I was thinking about what we could change to improve debugging format test failures this weekend. I think page-dump debugging gives us pretty good visibility into the current state of the cache at the time of failure, but it doesn't help us out a lot on how we got there.
The format test program has always had rudimentary operation logging, and I'd mostly forgotten it existed until someone recently (I forget who), told me they were using it to chase a particular problem.
The problem with format's logging is it's a dump into stdout via the WiredTiger message handlers (which means it's unnecessarily heavy-weight), lacks both time-stamp and thread-identifying information, and writes output without bound at a pretty fast rate, you couldn't use it to debug long runs.
I wasn't eager to write a high-performance log manager this week, but it turns out that courtesy of Susan LoVerso, we already have one.
I'm pushing a branch that connects the format test program logging into the WiredTiger log manager for your consideration.

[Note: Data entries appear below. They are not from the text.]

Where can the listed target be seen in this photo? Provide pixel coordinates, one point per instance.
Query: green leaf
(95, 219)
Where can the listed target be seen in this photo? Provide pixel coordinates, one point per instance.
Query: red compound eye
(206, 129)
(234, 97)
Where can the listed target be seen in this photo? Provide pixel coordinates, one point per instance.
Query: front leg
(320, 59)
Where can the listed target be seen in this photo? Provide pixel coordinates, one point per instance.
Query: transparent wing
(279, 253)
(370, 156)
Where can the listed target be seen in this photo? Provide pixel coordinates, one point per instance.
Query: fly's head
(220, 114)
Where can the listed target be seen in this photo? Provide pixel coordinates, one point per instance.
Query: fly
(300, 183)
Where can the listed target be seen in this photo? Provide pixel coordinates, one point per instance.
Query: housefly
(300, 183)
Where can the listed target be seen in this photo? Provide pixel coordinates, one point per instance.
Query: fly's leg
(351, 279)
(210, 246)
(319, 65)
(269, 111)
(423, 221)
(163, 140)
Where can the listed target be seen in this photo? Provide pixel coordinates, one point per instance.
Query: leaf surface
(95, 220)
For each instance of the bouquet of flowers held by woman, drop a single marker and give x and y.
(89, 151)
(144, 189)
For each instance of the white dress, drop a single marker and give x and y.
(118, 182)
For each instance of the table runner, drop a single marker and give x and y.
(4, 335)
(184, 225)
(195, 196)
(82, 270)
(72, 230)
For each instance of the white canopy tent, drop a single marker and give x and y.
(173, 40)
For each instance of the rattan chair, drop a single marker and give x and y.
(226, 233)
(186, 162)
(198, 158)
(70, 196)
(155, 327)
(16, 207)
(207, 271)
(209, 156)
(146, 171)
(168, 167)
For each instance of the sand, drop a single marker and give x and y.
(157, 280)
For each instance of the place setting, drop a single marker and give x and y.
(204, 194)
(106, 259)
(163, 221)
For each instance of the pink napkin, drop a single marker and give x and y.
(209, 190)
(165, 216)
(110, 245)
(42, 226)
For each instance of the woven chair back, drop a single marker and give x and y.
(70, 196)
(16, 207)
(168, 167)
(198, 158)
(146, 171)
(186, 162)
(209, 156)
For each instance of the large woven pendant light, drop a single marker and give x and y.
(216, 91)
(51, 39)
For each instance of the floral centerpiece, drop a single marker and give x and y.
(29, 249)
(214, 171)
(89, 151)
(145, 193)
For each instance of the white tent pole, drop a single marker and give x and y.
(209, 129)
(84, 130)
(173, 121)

As usual, if this doesn't fit your debugging needs just say so and I'll discard the branch.
- Change format's logging configuration to create a second WiredTiger database used only to log format operations. I thought we should probably use a separate database so (1) operation logging would work even when the primary database is running an in-memory or other, non-logging, configuration, and (2) there'd be less performance interactions between operation logging and normal operations in the primary. There's an optional configuration that puts the format logging information into the primary's database logs, more about that in a second.
- Add a new wiredtiger_open() configuration, "debug_mode.log_retain=##" which configures how many log files we keep. Log files are never archived if we're not doing checkpoints, so the logs would grow without bound. This option means we'll archive (that is, discard), log files and only keep the most recent configured count of the log files.

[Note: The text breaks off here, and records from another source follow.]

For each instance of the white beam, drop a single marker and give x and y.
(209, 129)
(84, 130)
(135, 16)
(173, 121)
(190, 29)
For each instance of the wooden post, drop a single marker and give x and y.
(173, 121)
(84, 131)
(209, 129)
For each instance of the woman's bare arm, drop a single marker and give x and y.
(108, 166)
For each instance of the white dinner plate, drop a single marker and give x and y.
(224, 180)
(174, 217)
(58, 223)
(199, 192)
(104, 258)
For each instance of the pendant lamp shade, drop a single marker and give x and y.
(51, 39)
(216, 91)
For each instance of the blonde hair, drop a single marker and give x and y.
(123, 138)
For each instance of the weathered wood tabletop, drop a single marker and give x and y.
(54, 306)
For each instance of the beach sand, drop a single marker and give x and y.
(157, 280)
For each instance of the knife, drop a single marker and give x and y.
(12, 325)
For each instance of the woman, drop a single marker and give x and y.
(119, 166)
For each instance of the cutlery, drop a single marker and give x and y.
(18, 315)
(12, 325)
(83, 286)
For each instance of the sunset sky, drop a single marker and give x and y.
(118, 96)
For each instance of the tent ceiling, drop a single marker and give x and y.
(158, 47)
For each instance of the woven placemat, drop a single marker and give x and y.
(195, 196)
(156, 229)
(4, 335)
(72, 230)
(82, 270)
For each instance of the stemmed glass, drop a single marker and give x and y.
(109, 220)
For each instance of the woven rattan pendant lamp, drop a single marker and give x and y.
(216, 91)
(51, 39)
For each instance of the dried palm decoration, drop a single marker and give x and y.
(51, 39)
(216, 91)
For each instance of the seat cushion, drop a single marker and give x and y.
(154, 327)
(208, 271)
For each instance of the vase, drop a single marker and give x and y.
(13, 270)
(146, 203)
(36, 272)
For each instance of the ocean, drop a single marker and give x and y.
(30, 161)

- The format operation logging records are type WT_LOGREC_MESSAGE. To make it easier to use them, I added the "-m" option to the wt utility printlog command so you don't have to wade through the log file header information and normal WiredTiger log file records.
- I added a new WT_SESSION method, "WT_SESSION.log_vprintf" so it's easy to push a variadic argument list into the log.
Anyway, with this set of changes, you can pull something like the following out of the log files, with timestamp, thread ID and format operation:
And, of course, you can pull out operations by timestamp, thread ID or key with a little scripting.
If we like this change and want to keep it, I think one other change we might want to make is to optionally redirect WiredTiger verbose messages into the WiredTiger log as well. I almost made that change (the configuratoin option is in the branch already), but the actual change isn't trivial, so I probably won't pursue that until we decide if this work is useful. Anyway, the idea is if you configure format logging to go in to the primary WiredTiger logs, you could also put verbose messages into the log stream as well and get a real-time view of both the operation and what the library code is doing.
Anyway, let me know what you think and if this is worth getting into shape for real use.